I do suffer with anxiety and on occasion panic attacks. I thought it was possibly a sleep panic attack but didn't understand why it would affect my ears. The next night is when the horrific T started for me. This was around June 9 of this year. I went to my cardiologist and had an ultrasound and an EKG, etc. Everything was ruled out and said I was ok and that I need to get rid of my stress. By the way, my husband is frustrated with me, he's never suffered with anything and doesn't get what I am dealing with.

Secondly, I went to my pain mgmt dr and he said NO, there is no connection to the neck and tinnitus. So then I went to my neurologist and he said YES there is a connection. He did an MRI and found that I had degenerative disc disease, arthritis, bone spurs and muscle spasms. He said something is probably compressing the nerves and joints which can cause T. It hurts to turn my head left to right and when I do my T sounds louder each time I move it.

I went back to my pain mgmt dr. this morning and he now is listening to me. He is doing injections in my neck in the joint areas and also a nerve block in my neck in the occipital nerve. I am scared but I hope this helps. I posted this in another area but maybe it will help you.

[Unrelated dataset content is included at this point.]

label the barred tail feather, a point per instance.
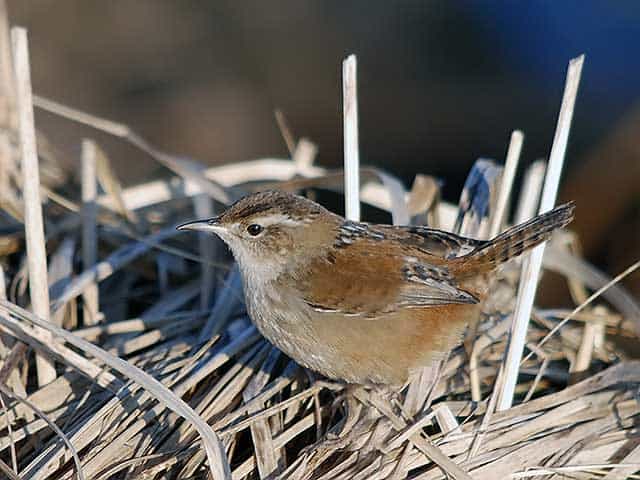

A neurologist posted an article about T and this is what he said. He said if you walk into a room and you hear an AC running, you forget about it and go about your business until someone brings it to your attention and then you hear the AC again. Your brain DOES NOT detect the AC sound as a threat. When you initially get T, your brain detects it as a threat which puts your body in the flight or fright syndrome which causes high level of stress and anxiety which then makes the T very loud. It becomes a cycle.

He said you have to train your brain to know that T is not a threat, it won't kill you. Once you can come to those terms and also using something like Xanax (which has saved my life), you can start working on training your brain to know it's an aggravating sound but try and listen to pleasant sounds to drown it out. Eventually you push to the back of your brain.

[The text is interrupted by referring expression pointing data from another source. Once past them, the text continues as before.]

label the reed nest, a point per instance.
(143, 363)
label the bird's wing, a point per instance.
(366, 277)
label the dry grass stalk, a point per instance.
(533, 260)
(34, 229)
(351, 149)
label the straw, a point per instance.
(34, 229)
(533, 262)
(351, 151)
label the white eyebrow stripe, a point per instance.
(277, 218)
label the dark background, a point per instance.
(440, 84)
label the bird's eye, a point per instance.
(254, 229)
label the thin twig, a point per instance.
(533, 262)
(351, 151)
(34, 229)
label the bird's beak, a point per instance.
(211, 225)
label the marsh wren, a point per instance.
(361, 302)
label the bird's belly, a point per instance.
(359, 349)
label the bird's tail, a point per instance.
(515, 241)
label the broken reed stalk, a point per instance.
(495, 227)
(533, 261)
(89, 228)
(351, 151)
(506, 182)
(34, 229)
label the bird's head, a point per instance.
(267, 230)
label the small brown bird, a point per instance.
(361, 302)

I still to this day after 2 months of having it get scared. But do you want to know how I tone it down?
Did you hear the article of the girl (Amy Copeland)that went zip lining and the zip line broke and she ended up falling into some lake and cutting her calf on the zip line? She went to the hospital and got 22 staples in her calf. When she got home she started feeling sick and went back to the ER. They gave her heavy narcotics and sent her home. Then she got even sicker and went back to the ER. Well a doctor recognized that it wasn't flu or an infection but what she had was the FLESH EATING DISEASE.

She was and still is a beautiful young girl going to graduate school and by the time she left the hospital, she lost both of her arms, both of her legs and part of her torso. (She even left the hospital when released "smiling") Flesh eating disease usually attacks limbs. So I think to myself, this girl would LOVE to change places with someone who is complaining about a sound in their ears/head. This helps me when I get scared of the T to refocus and think to myself, thank God you have arms to put ear buds in your ears, thank God that even though you have T, you can still hear birds chirp, rain, etc. And thank God you can run outside to mask the T with outside sounds. You can google her story for inspiration for yourself like it did for me. Just type in Amy Copeland-Flesh Eating Disease. This just happened a few months ago.

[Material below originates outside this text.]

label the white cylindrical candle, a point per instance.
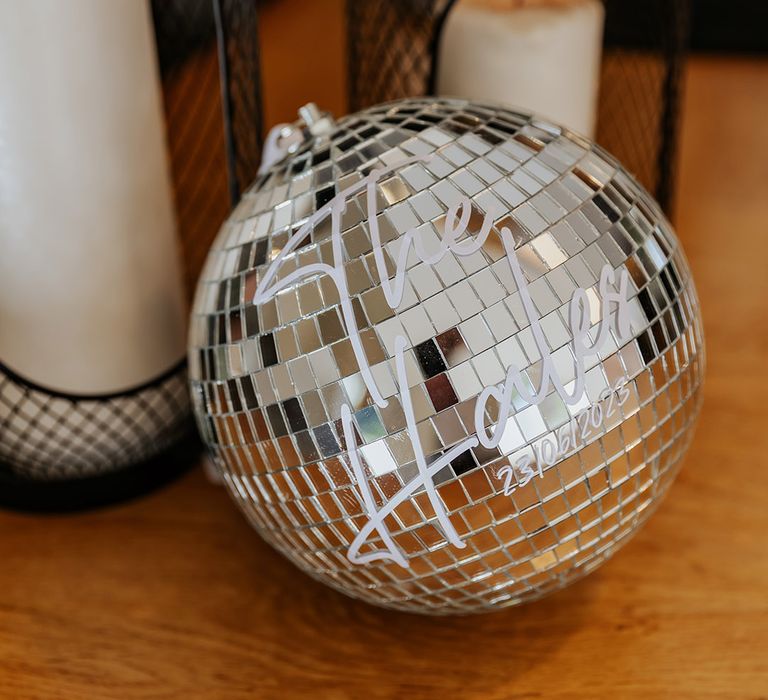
(543, 56)
(91, 298)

My story is long, but it's because I want to really help you like everyone here is doing for me.

Julia:)
 
Thank you Julia. Feeling rubbish today about T even though it's not loud.. just 'buzzy' (weird how it can make me feel worse sometimes when it's not as loud as it usually is). Still feel rubbish but now feel guilty for feeling like this. Oh dear! Your posting does put things in perspective though.